Muitas vezes, a separação traz conflitos para a criança, que passa a existir como um objeto de disputa dos pais, e esses se esquecem ou não conseguem assumir neste momento doloroso, o papel de pai e mãe. A criança na maioria das situações se sente dividida e quase nunca é ouvida pelos pais.
Existem três modalidades: a guarda unilateral, a guarda alternada e a guarda compartilhada.
Na guarda unilateral, a mais adotada em nossa legislação, apenas um dos pais – na maioria das vezes a mãe – fica com a guarda dos filhos, enquanto ao outro fica o direito de visitas que geralmente ocorre nos finais de semanas alternados e uma vez durante a semana e a obrigação de pensão alimentícia. Nessa modalidade, aquele que tem a guarda toma as decisões sozinho, o outro genitor por conseqüência, pode acabar se distanciando da educação dos filhos.
A guarda alternada, que não é adotada em nossa legislação, é aquela em que os pais revezam a guarda física e jurídica do menor por um determinado tempo que pode ser dias, semanas ou meses. A falta de residência fixa e a inconstância social faz com que este tipo de guarda não seja muito aceita e utilizada em nosso país. Segundo Grisard Filho ( 2002) "Não há constância de moradia, a formação dos hábitos deixa a desejar, porque eles não sabem que orientação seguir, se do meio familiar paterno ou materno. (GRISARD FILHO, Waldir. Guarda Compartilhada. Revista dos Tribunais, 2ª ed., 2002, p. 190)." (...)" (in: FILHOS DA MÃE (UMA REFLEXÃO À GUARDA COMPARTILHADA – Artigo publicado no Publicada no Juris Síntese nº 39 - JAN/FEV de 2003).
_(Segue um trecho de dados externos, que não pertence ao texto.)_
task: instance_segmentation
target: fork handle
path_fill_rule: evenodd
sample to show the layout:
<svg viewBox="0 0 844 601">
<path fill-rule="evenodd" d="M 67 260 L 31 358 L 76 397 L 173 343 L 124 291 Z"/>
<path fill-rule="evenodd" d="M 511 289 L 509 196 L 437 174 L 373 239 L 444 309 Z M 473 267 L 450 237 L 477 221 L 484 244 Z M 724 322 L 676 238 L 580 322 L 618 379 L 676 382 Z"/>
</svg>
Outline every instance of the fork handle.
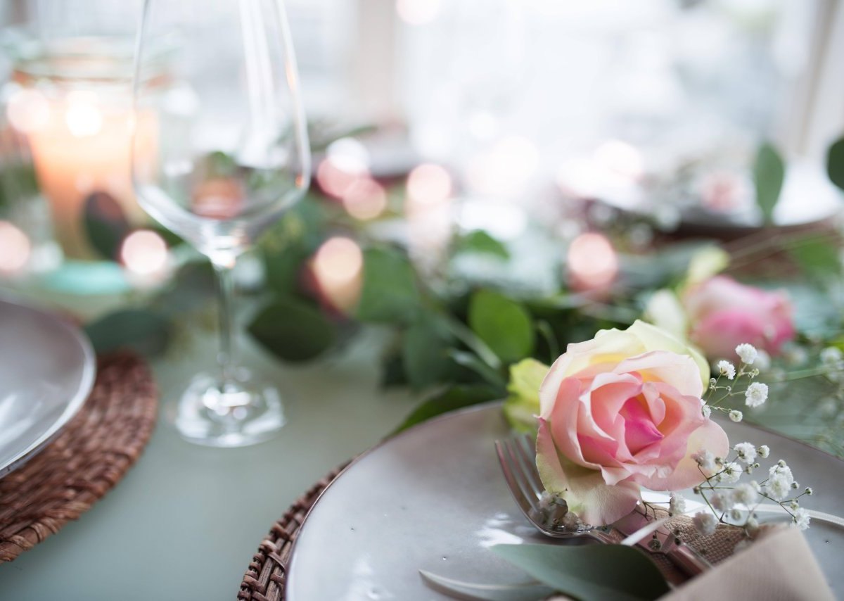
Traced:
<svg viewBox="0 0 844 601">
<path fill-rule="evenodd" d="M 707 570 L 712 564 L 700 555 L 695 550 L 685 544 L 678 544 L 666 551 L 665 555 L 679 570 L 689 577 L 695 577 Z"/>
</svg>

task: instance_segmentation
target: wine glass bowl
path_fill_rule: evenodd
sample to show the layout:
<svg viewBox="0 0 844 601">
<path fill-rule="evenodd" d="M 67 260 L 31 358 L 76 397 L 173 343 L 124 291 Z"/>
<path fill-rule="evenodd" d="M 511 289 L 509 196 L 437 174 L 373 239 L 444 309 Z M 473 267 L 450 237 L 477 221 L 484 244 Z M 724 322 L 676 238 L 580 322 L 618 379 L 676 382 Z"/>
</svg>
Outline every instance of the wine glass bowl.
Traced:
<svg viewBox="0 0 844 601">
<path fill-rule="evenodd" d="M 278 391 L 235 360 L 231 271 L 301 198 L 311 172 L 284 3 L 145 0 L 135 61 L 138 203 L 206 255 L 219 280 L 218 370 L 193 379 L 176 425 L 201 444 L 257 442 L 284 411 Z"/>
</svg>

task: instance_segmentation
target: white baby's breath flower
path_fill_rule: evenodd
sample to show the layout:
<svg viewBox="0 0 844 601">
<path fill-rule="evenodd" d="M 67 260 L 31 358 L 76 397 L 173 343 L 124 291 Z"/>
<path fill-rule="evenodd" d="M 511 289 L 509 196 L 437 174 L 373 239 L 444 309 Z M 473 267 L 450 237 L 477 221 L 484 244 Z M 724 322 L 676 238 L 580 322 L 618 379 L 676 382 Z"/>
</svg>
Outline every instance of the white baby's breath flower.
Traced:
<svg viewBox="0 0 844 601">
<path fill-rule="evenodd" d="M 717 510 L 726 512 L 733 509 L 733 495 L 728 490 L 717 492 L 709 499 L 710 504 Z"/>
<path fill-rule="evenodd" d="M 759 532 L 759 522 L 756 521 L 755 517 L 748 517 L 747 522 L 744 524 L 744 528 L 747 528 L 749 534 L 753 535 Z"/>
<path fill-rule="evenodd" d="M 718 525 L 718 521 L 709 512 L 698 512 L 692 518 L 695 529 L 701 534 L 711 534 Z"/>
<path fill-rule="evenodd" d="M 753 362 L 759 370 L 762 371 L 766 371 L 771 369 L 771 355 L 768 355 L 764 350 L 758 350 L 756 352 L 756 360 Z"/>
<path fill-rule="evenodd" d="M 768 385 L 755 382 L 744 391 L 744 403 L 748 407 L 759 407 L 768 400 Z"/>
<path fill-rule="evenodd" d="M 711 472 L 715 469 L 715 455 L 706 449 L 701 449 L 700 451 L 692 453 L 691 458 L 694 459 L 697 464 L 701 466 L 701 469 L 705 472 Z"/>
<path fill-rule="evenodd" d="M 685 497 L 677 492 L 671 493 L 668 501 L 668 511 L 674 516 L 679 516 L 685 511 Z"/>
<path fill-rule="evenodd" d="M 722 376 L 726 376 L 728 380 L 732 380 L 736 376 L 736 368 L 729 361 L 718 361 L 718 372 Z"/>
<path fill-rule="evenodd" d="M 756 486 L 754 486 L 755 484 L 755 482 L 744 482 L 733 489 L 733 501 L 746 506 L 749 506 L 755 503 L 756 500 L 759 498 L 759 493 L 757 492 Z"/>
<path fill-rule="evenodd" d="M 844 353 L 837 346 L 828 346 L 820 351 L 820 362 L 829 370 L 844 367 Z"/>
<path fill-rule="evenodd" d="M 752 463 L 756 459 L 756 447 L 749 442 L 739 442 L 733 450 L 738 454 L 738 460 L 745 463 Z"/>
<path fill-rule="evenodd" d="M 782 501 L 791 492 L 791 485 L 788 484 L 788 480 L 784 475 L 777 474 L 768 480 L 765 489 L 774 501 Z"/>
<path fill-rule="evenodd" d="M 725 463 L 723 471 L 721 473 L 721 480 L 728 484 L 738 482 L 741 477 L 742 471 L 741 466 L 735 462 Z"/>
<path fill-rule="evenodd" d="M 801 507 L 800 509 L 794 512 L 794 524 L 801 530 L 805 530 L 809 528 L 809 512 Z"/>
<path fill-rule="evenodd" d="M 756 357 L 759 356 L 759 351 L 756 350 L 756 347 L 753 344 L 744 343 L 736 347 L 736 355 L 738 355 L 742 363 L 752 365 L 753 362 L 756 360 Z"/>
<path fill-rule="evenodd" d="M 782 459 L 776 462 L 776 465 L 771 466 L 771 469 L 768 470 L 768 475 L 771 478 L 776 475 L 782 476 L 786 479 L 786 484 L 788 486 L 794 484 L 794 474 L 792 474 L 791 468 Z"/>
</svg>

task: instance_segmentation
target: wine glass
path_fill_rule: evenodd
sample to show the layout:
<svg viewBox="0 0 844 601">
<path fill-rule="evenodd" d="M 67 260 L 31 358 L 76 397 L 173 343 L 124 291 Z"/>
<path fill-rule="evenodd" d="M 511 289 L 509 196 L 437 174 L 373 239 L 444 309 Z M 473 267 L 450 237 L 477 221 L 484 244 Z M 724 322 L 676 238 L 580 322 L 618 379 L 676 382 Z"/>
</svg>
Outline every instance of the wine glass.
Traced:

Para Françoise Dolto (1908-1988), reconhecida psicanalista infantil, quando pequena a criança não consegue suportar a guarda alternada sem ficar solta na sua estrutura, até eventualmente dissociar-se, conforme a sensibilidade de cada um. Ela costumava nomear estas crianças de “filhos-joguetes”.
Segundo Dolto, ao longo de alguns anos foram sendo constatados inúmeros casos de incidentes graves e tentativas de suicídio entre crianças e adolescentes e por isso a guarda alternada foi proibida na França, nos anos 80. A mais utilizada até hoje, tanto na França como nos Estados Unidos é a guarda compartilhada.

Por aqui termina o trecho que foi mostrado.